We report these historical words, for they are immortal and apply to all oppressed, to all targets, to all who are the subjects of "tough love" and behaviour control. They are as fresh today as they were on March 23, 1775. We need to read them again. We need to learn them again. We need to live by them again.
Below is an excerpt from “Give Me Liberty or Give Me Death” by Patrick Henry. The words apply to the American Revolution but really they are written for all men in all times. They clearly apply to smokers today, and to drinkers, and to fat folks, all of whom are targeted to lose their free choice. Henry’s words have a message for everyone today who opts to take "risks" to enjoy life. The enjoyment of life is the purpose of life and the base of happiness; thus regulating happiness is removing the purpose of life. Liberty — not health — is the fundamental value of decent society. When liberty is equated with health the only result is tyranny.

The words below can be spoken for those who fight for our most personal rights today. Those belittled rights are now denied and indeed they were never contemplated in constitutions, for those who wrote those constitutions were not insane enough to conceive the insanity of those who deny a cigarette even to he who faces the electric chair. Yet this is a reality: in America, those who are about to be executed cannot have their last cigarette because those who kill them have decided that smoking is bad for their health. In light of this incredible reality we have to make sure that those rights will, one day, be expressly contemplated and guaranteed. Better yet, we have to strive so that those rights do not have to be explicitly guaranteed, for sanity will have returned. The cost to achieve that does not matter.

We need to recapture our dignity. We cannot go on writing petitions and begging our tormentors, seeking the "understanding" of the corrupt. We cannot assimilate and accept the "cure" offered by the fraudster — so that we can fit with them and the lunatic puritanical system they are building for us and for our children. We have to fight them because they have decided that it is either them or us. “They” are “public health," "we" are the citizens; the winner has to be us.

Smoking a cigarette or enjoying beer and pizza may seem trivial to some, but what "public health" does to those who practice those "trivial" choices is not. We are facing a decision the outcome of which will reverberate through history: do we want to be free to be "trival," or do we want to trivialize freedom? Patrick Henry told us, when the time comes to fight, we must fight.

— FORCES International

Mr. President, it is natural to man to indulge in the illusions of hope. We are apt to shut our eyes against a painful truth, and listen to the song of that siren till she transforms us into beasts. Is this the part of wise men, engaged in a great and arduous struggle for liberty? Are we disposed to be of the number of those who, having eyes, see not, and, having ears, hear not, the things which so nearly concern their temporal salvation? For my part, whatever anguish of spirit it may cost, I am willing to know the whole truth; to know the worst, and to provide for it.

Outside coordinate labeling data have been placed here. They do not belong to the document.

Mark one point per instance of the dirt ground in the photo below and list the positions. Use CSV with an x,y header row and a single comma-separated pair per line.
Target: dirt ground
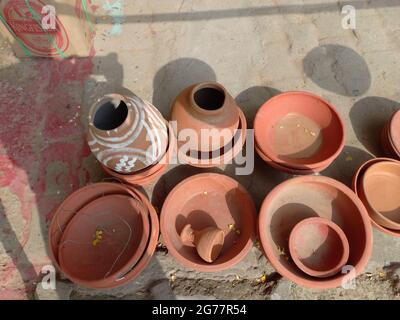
x,y
256,49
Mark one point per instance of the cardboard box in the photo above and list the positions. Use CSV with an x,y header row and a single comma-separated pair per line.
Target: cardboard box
x,y
25,24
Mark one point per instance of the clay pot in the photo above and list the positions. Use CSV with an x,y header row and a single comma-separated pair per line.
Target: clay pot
x,y
219,157
104,240
318,247
299,130
394,132
126,134
297,172
356,186
313,196
209,200
77,200
202,107
380,188
148,175
208,242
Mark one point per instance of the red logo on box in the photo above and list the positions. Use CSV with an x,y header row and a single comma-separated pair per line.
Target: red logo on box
x,y
24,25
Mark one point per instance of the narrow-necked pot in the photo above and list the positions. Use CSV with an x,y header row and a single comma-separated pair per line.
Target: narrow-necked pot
x,y
380,186
150,174
319,247
394,132
126,134
299,130
205,106
209,200
313,196
221,156
356,186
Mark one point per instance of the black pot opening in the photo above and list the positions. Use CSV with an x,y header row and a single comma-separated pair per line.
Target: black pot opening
x,y
209,98
109,117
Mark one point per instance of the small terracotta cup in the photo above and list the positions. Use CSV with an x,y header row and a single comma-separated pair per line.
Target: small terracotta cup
x,y
209,200
318,247
380,188
356,186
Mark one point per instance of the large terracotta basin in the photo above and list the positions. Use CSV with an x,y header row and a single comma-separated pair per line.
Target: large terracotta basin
x,y
299,130
313,196
209,200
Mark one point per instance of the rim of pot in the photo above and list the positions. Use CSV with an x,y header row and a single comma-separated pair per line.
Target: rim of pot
x,y
101,102
208,85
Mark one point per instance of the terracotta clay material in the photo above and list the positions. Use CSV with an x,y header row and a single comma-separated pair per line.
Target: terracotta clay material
x,y
104,240
150,174
220,157
299,130
313,196
204,107
297,172
209,200
318,247
208,242
126,134
356,184
380,187
394,132
68,208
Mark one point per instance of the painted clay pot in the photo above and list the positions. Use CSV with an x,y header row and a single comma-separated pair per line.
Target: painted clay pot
x,y
219,157
380,187
206,113
299,130
148,175
78,199
306,197
356,186
318,247
209,200
126,134
104,240
208,241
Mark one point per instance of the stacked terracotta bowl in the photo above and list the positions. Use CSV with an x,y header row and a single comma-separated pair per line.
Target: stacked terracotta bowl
x,y
298,133
130,138
390,137
377,183
209,127
208,222
103,235
315,231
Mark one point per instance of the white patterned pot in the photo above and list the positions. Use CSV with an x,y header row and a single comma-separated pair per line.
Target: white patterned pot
x,y
126,134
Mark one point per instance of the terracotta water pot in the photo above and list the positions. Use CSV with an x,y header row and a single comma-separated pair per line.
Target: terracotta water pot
x,y
148,175
208,241
318,247
297,172
356,185
78,199
394,132
104,240
380,187
221,156
313,196
209,200
299,130
205,106
126,134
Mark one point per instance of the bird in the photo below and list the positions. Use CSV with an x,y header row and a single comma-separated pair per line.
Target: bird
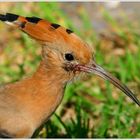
x,y
28,103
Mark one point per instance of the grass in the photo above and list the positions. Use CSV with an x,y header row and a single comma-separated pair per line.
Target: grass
x,y
91,107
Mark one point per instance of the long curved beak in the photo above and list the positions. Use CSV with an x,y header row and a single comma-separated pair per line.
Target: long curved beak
x,y
96,69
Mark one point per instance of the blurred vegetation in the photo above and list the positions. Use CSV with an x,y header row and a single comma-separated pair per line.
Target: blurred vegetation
x,y
91,107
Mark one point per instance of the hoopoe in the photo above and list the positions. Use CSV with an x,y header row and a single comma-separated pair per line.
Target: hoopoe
x,y
25,105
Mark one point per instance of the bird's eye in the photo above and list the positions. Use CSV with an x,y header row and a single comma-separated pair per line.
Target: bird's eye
x,y
69,57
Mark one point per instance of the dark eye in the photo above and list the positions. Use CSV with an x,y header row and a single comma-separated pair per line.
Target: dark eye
x,y
69,57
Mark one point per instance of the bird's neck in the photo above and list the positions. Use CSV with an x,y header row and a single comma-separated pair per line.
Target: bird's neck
x,y
42,94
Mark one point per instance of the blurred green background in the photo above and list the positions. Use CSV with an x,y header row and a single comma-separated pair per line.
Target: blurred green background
x,y
91,108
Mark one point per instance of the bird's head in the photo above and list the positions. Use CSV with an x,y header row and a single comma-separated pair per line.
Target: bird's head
x,y
63,51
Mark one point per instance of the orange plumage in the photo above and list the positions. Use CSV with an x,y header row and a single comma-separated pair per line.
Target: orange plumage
x,y
27,104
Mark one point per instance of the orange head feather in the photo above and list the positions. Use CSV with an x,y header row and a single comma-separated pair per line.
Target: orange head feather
x,y
62,49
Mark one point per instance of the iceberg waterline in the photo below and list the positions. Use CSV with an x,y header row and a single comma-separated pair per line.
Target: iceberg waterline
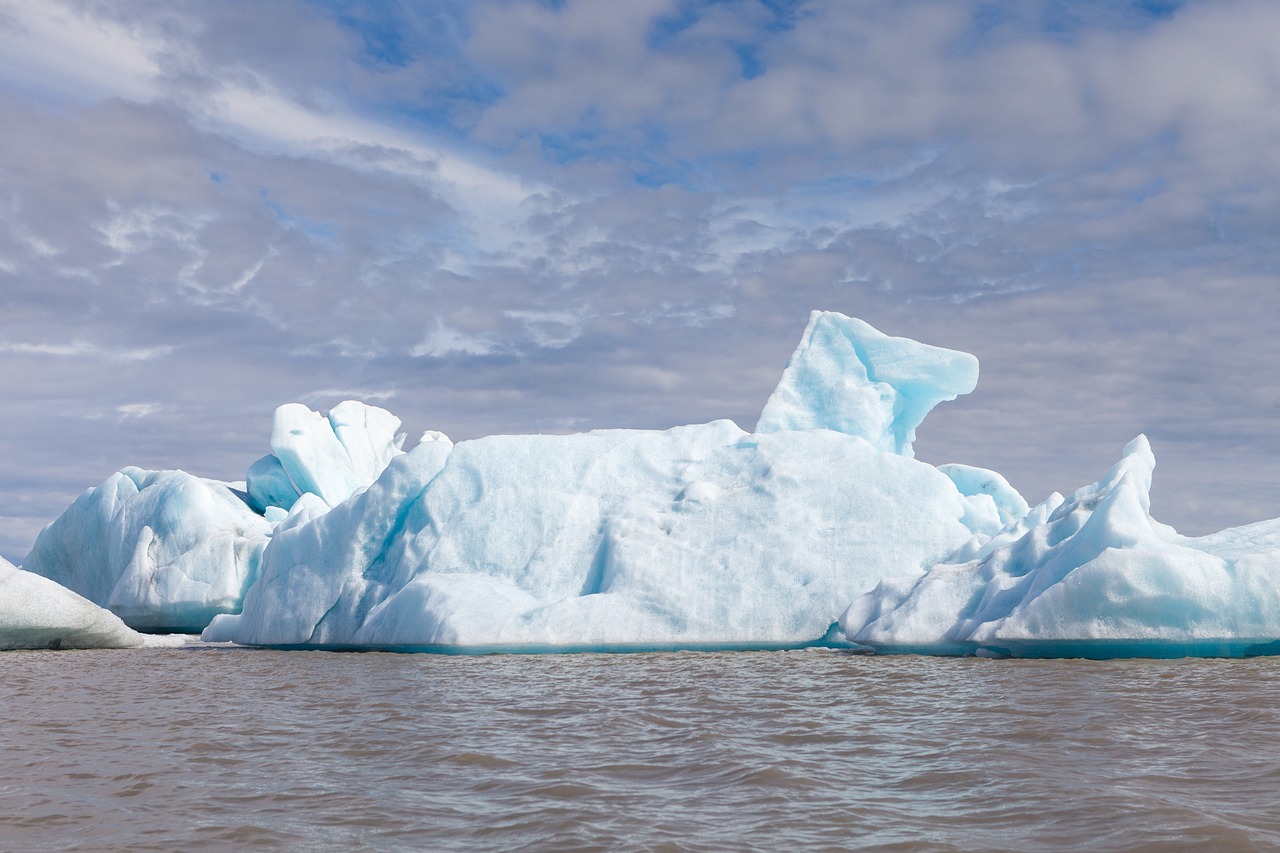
x,y
818,528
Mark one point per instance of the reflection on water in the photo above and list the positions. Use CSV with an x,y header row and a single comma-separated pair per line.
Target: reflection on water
x,y
222,748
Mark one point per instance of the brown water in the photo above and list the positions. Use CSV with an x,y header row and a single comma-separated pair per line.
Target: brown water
x,y
251,749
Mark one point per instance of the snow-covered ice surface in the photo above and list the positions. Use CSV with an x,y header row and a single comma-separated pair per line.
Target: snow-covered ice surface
x,y
36,612
1091,575
699,536
818,528
165,551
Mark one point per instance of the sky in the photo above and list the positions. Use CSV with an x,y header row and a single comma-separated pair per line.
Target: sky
x,y
519,217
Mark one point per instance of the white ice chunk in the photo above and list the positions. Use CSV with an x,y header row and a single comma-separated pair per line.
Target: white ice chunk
x,y
36,612
848,377
329,456
1092,575
696,536
161,550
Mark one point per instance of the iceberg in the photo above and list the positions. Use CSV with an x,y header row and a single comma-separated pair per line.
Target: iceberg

…Shall we try argument? Sir, we have been trying that for the last ten years. Have we anything new to offer upon the subject? Nothing. We have held the subject up in every light of which it is capable; but it has been all in vain. Shall we resort to entreaty and humble supplication? What terms shall we find which have not been already exhausted? Let us not, I beseech you, sir, deceive ourselves. Sir, we have done everything that could be done to avert the storm which is now coming on. We have petitioned; we have remonstrated; we have supplicated; we have prostrated ourselves before the throne, and have implored its interposition to arrest the tyrannical hands of the ministry and Parliament. Our petitions have been slighted; our remonstrances have produced additional violence and insult; our supplications have been disregarded; and we have been spurned, with contempt, from the foot of the throne! In vain, after these things, may we indulge the fond hope of peace and reconciliation. There is no longer any room for hope. If we wish to be free — if we mean to preserve inviolate those inestimable privileges for which we have been so long contending — if we mean not basely to abandon the noble struggle in which we have been so long engaged, and which we have pledged ourselves never to abandon until the glorious object of our contest shall be obtained — we must fight! I repeat it, sir, we must fight! An appeal to arms and to the God of hosts is all that is left us!